The standard MySQL port 3306
is routed to ProxySQL, which is installed on each node and is kept appraised of the layout of the network and routes read and write queries accordingly. This means that each node can receive SQL queries and they will be routed to the correct node, allowing you to load balance the servers (either with Docker's replica capabilities, or externally) and enacts the failover capability. If a node goes down, the Consul network will inform the daemon on each node to remove the lost node from ProxySQL on that node so that the remaining nodes will no longer route queries to the lost node.
The snapshots are a point-in-time backup of the database, run every 15 minutes by default. These are used to bootstrap any new nodes that are added as replicas of the leader, and can also be used to recover the cluster entirely if it brought down. These snapshots are atomic - only one server will be able to replace the snapshot, and the current snapshot is not overwritten unless the snapshot completes successfully. To re-initialise the cluster from scratch, you only need to bring down the cluster and delete the snapshot.
- Why is Kubernetes no longer supported?
The chief reason at the moment is simply that we do not use Kubernetes internally, so we have no way of testing it. We also made some significant changes to the DNS resolution of the instances in order to allow Consul to communicate effectively, but these changes potentially rely on features inherent in Docker Swarm.
The original project used a single interface environment variable to determine which IP Consul binds to when creating the agents. In Docker Swarm, this resulted in issues with multiple containers talking to one another, because this interface could either not exist or be taken by another overlay network as Docker Swarm seemingly assigns the interface names at random. In order for us to avoid this issue, we now use a environment variable to define the service name, and resolve the "tasks.<service_name>
" DNS entry automatically created by Docker Swarm to get the IP of all containers participating in the Swarm, and determine the correct IP for Consul from this list. We also use the same DNS entry to define the nodes for Consul to attempt to join to. Our understanding is that Kubernetes does not provide the exact same functionality (although we concede that it probably does support something similar). - Why was the MinIO storage removed?
From our usage of the original project for a number of years (even in beta!), we found that the MinIO storage, whilst doing what it was intended to do, added additional storage considerations and complexity that we felt were not necessary for this project.
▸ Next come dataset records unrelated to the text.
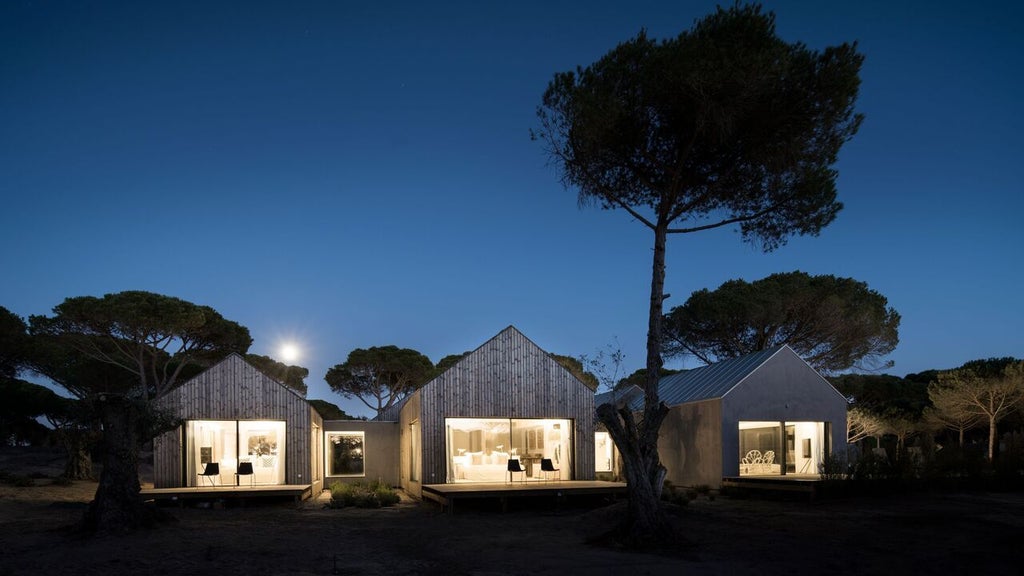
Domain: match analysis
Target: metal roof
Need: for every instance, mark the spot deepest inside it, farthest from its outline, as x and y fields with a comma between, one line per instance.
x=714, y=380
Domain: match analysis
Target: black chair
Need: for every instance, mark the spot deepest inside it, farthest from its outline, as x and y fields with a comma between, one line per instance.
x=211, y=470
x=515, y=467
x=547, y=466
x=245, y=468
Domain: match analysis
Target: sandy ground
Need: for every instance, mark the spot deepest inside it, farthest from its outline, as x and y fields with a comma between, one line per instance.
x=978, y=533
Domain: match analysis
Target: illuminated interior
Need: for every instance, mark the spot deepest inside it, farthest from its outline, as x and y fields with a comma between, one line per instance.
x=761, y=450
x=230, y=442
x=478, y=449
x=346, y=453
x=603, y=452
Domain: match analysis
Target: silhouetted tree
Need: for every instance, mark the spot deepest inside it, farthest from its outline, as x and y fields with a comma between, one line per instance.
x=147, y=341
x=380, y=376
x=331, y=411
x=991, y=398
x=833, y=323
x=725, y=125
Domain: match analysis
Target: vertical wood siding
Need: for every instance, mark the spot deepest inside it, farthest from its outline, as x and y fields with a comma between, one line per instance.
x=233, y=389
x=507, y=377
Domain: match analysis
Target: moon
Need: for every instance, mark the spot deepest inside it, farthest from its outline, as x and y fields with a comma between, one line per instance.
x=289, y=352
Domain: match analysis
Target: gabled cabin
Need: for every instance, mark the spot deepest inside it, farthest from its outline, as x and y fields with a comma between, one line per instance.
x=506, y=400
x=243, y=420
x=764, y=414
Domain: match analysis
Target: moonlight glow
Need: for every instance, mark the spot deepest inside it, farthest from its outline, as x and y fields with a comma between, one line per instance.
x=289, y=352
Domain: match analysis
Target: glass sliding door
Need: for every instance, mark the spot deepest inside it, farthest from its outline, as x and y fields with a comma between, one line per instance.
x=780, y=448
x=478, y=449
x=229, y=442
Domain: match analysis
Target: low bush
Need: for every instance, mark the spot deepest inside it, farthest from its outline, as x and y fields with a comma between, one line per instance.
x=363, y=495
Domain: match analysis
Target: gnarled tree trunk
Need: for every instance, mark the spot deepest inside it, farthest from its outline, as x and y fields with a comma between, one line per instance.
x=645, y=523
x=118, y=507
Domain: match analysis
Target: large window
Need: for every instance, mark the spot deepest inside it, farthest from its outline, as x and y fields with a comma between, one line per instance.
x=228, y=443
x=780, y=448
x=478, y=449
x=346, y=453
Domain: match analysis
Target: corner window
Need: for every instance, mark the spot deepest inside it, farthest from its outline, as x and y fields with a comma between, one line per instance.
x=345, y=453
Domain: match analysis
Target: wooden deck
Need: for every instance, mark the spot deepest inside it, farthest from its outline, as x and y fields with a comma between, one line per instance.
x=448, y=494
x=798, y=484
x=297, y=492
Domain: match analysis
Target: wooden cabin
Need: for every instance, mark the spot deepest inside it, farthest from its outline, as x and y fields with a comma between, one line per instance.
x=245, y=421
x=506, y=400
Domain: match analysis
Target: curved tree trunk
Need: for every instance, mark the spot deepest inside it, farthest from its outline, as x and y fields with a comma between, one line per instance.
x=117, y=507
x=992, y=435
x=79, y=464
x=645, y=523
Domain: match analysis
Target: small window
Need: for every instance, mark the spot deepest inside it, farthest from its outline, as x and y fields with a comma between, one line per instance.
x=345, y=453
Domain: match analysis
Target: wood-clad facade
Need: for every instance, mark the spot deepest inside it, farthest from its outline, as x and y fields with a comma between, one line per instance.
x=508, y=377
x=233, y=391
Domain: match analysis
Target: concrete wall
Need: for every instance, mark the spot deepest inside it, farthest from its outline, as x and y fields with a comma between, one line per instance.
x=380, y=451
x=784, y=388
x=409, y=424
x=690, y=444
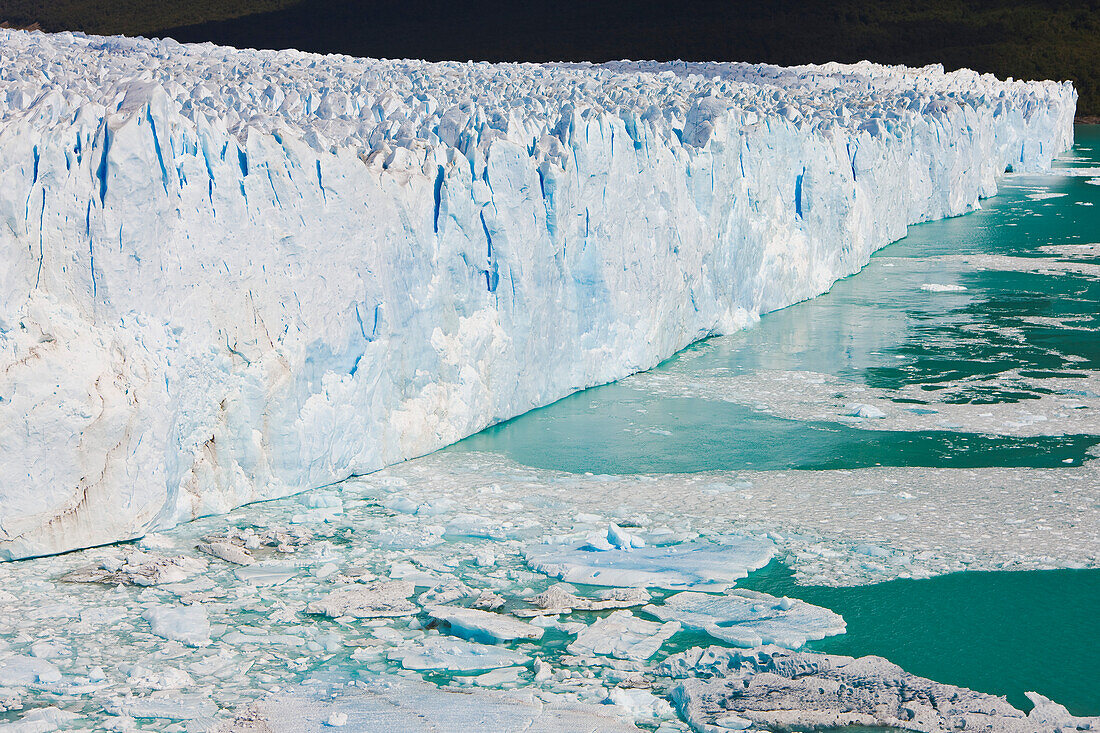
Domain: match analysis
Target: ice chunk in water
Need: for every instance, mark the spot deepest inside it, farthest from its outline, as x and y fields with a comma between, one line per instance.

In particular, the original project took backups every 6 hours and stored 7 days worth of backups. If a catastrophic failure resulted in all nodes being lost and having to be rebuilt from backup, it could result in up to 6 hours of data loss which in our view was unacceptable. The resulting 168 copies of backups also took up a lot of space when only the latest backup was really needed for restoration purposes.
We feel that backing up the database is a responsibility best left to the user, allowing them to make a decision on how often to take backups and where to store them. Instead, to mitigate the data loss risk, we introduced a snapshot feature to take more regular snapshots (by default, every 15 minutes). This considerably shrunk the space needed for recovery and provided a much smaller window of data loss in the event of a catastrophic failure.
Also, Minio's licensing shenanigans made us a little uneasy.